Mocci, C.; Scuola Superiore Sant'Anna; Italy
Vannucci, M.; Scuola Superiore Sant'Anna; Italy
Colla, V.; Scuola Superiore Sant'Anna; Italy
van den Berg, F.D.; Tata Steel; Netherlands
Schmidt, R.; Arcelor-Mittal Eisenhüttenstadt; Germany

ID: ECNDT-0226-2018
Download: PDF
Session: Modeling and data processing Electromagnetic Techniques 1
Room: J2
Date: 2018-06-12
Time: 09:40 - 10:00

This paper addresses the problem of understanding whether certain process conditions of the Hot Strip Mill, Cold rolling mill and Hot-dip galvanizing lead to non-uniformities in the materials’ microstructure during the production of steel strip.

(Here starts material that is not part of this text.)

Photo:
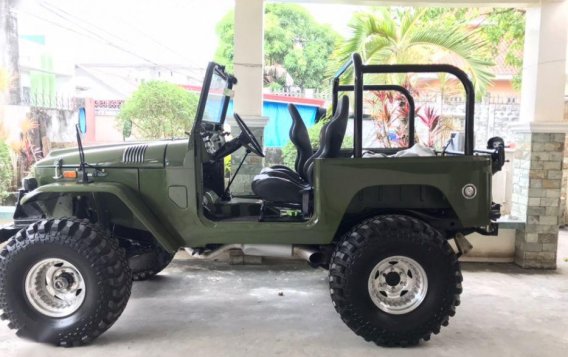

The work describes the application of an artificial intelligence technique (Self-Organizing Map) in order to relate the several process conditions with inline measurements by a Non-Destructive Testing system called IMPOC©. The influence on non-uniformity of some of these conditions has been investigated through statistical analysis on several different industrial cases.
SOM results can be exploited in Decision Support Systems to help steelwork operators to avoid, during the production, process conditions considered likely to end in materials’ non-uniformities giving them different feasible solutions.